Num primeiro momento, ela não conseguia compreender o que os seres do outro lado do plano tentavam dizer a ela, o que nem de longe a deixou inclinada a desistir. Em sua ânsia por mais aprendizado, ela começou a estudar a língua das criaturas, vindo a descobrir que se tratava do enoquiano, o idioma dos anjos.
Trancada em seu quarto, dia e noite, a obstinada adolescente passou a estudar os verbetes, expressões, substantivos e flexões daquele meio de comunicação tão peculiar e, logo, era capaz de compreender o que lhe era dito do outro lado, bem como verbalizar o que ela queria que eles entendessem.
Não demorou até que um pacto fosse estabelecido entre ela e um dos seres que a atendiam da dimensão cáustica.

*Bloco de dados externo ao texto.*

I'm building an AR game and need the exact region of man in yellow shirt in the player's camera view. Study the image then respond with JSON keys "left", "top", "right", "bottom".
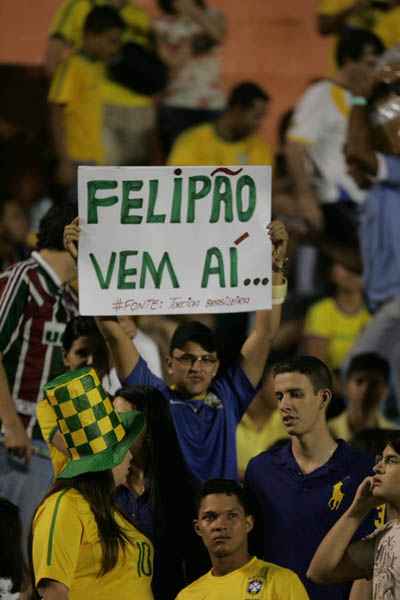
{"left": 176, "top": 479, "right": 309, "bottom": 600}
{"left": 329, "top": 352, "right": 397, "bottom": 440}
{"left": 168, "top": 82, "right": 273, "bottom": 166}
{"left": 49, "top": 6, "right": 124, "bottom": 186}
{"left": 47, "top": 0, "right": 157, "bottom": 166}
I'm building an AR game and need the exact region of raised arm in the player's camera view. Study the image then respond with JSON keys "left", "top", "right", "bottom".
{"left": 175, "top": 0, "right": 226, "bottom": 42}
{"left": 240, "top": 221, "right": 288, "bottom": 387}
{"left": 307, "top": 476, "right": 378, "bottom": 584}
{"left": 63, "top": 220, "right": 141, "bottom": 381}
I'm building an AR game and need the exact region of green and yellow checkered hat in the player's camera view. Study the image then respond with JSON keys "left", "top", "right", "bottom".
{"left": 44, "top": 367, "right": 144, "bottom": 479}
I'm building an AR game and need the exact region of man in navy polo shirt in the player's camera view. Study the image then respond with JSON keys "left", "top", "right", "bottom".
{"left": 245, "top": 355, "right": 380, "bottom": 600}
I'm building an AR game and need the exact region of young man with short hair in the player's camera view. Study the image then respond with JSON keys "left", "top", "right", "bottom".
{"left": 63, "top": 219, "right": 288, "bottom": 484}
{"left": 329, "top": 352, "right": 396, "bottom": 441}
{"left": 308, "top": 434, "right": 400, "bottom": 599}
{"left": 245, "top": 355, "right": 379, "bottom": 600}
{"left": 0, "top": 202, "right": 78, "bottom": 537}
{"left": 167, "top": 82, "right": 273, "bottom": 166}
{"left": 176, "top": 478, "right": 309, "bottom": 599}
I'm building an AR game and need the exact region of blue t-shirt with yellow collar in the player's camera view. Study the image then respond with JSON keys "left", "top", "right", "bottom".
{"left": 125, "top": 357, "right": 257, "bottom": 483}
{"left": 245, "top": 439, "right": 380, "bottom": 600}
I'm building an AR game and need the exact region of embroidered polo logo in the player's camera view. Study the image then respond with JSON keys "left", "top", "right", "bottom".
{"left": 328, "top": 481, "right": 345, "bottom": 510}
{"left": 247, "top": 578, "right": 264, "bottom": 594}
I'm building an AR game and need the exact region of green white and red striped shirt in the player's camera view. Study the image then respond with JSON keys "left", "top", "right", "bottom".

Ela queria poder além dos limites estabelecidos por sua mentora, Gabriela, e em troca, estava disposta a oferecer a própria alma se fosse necessário.
O ser que a atendeu, no entanto, não se interessava pela sua alma, que era corrompida e sombria, mesmo em se tratando de uma jovem garota. Para que o pacto fosse selado, era necessário que alguém mais puro de coração fosse oferecido em sacrifício e, até que tal pessoa fosse morta por ela, Iolanda não teria o que tanto almejava.
Onde ela conseguiria tal oferenda, se Gabriela a vigiava obstinadamente e não permitia que ela botasse meio pé para fora do casarão?
Sem ter como deixar a sede do conciliábulo ou procurar nos arredores de Plovdiv alguém que atendesse às exigências da criatura que a atentava do lado de lá do véu dimensional, a bruxa resolveu encontrar entre os colegas de confinamento aquele que seria ideal para o abate. Assim, ela escolheu Rayna, uma jovem aprendiza búlgara que era descendente de celtas, como Alanna, e que mal tinha completado os seus dezoito anos quando pisou a primeira vez no casarão.
Assim como a própria Iolanda, Rayna era uma das poucas alunas da escola que possuía dons psíquicos nativos e que estava sendo preparada para ser uma das guardiãs dos dez Portais do Infinito, assim como Raul Calderón e Thomas Blackwood, outro dos vários aprendizes da casa.
Apesar de seu enorme potencial com a magia, entretanto, a jovem garota não suspeitou que estava prestes a ser assassinada por sua colega bruxa, e teve o pescoço cortado por uma faca de cozinha em uma noite de lua cheia, como havia pedido a voz que a comandava além do véu sombrio.
Enquanto Rayna se esvaía em sangue, deitada no chão de piso rústico do corredor que dava para os aposentos superiores do casarão, Iolanda concluiu o ritual oferecendo o coração da moça inocente para a entidade demoníaca, no que acabou sendo descoberta e contida pelos demais moradores da casa, chocados com o que a espanhola tinha sido capaz de fazer.
Rayna foi morta de maneira traiçoeira e cruel, o que tornou inadmissível que Alanna e Gabriela ainda aceitassem ter Iolanda convivendo com os seus demais aprendizes. Sem terem mais o que fazer e certas de que haviam tomado a melhor decisão, as duas mentoras resolveram expulsar a herdeira dos Columbus do Conciliábulo Dubhghaill, proibindo-a para o todo o sempre de voltar a praticar magia em seu nome.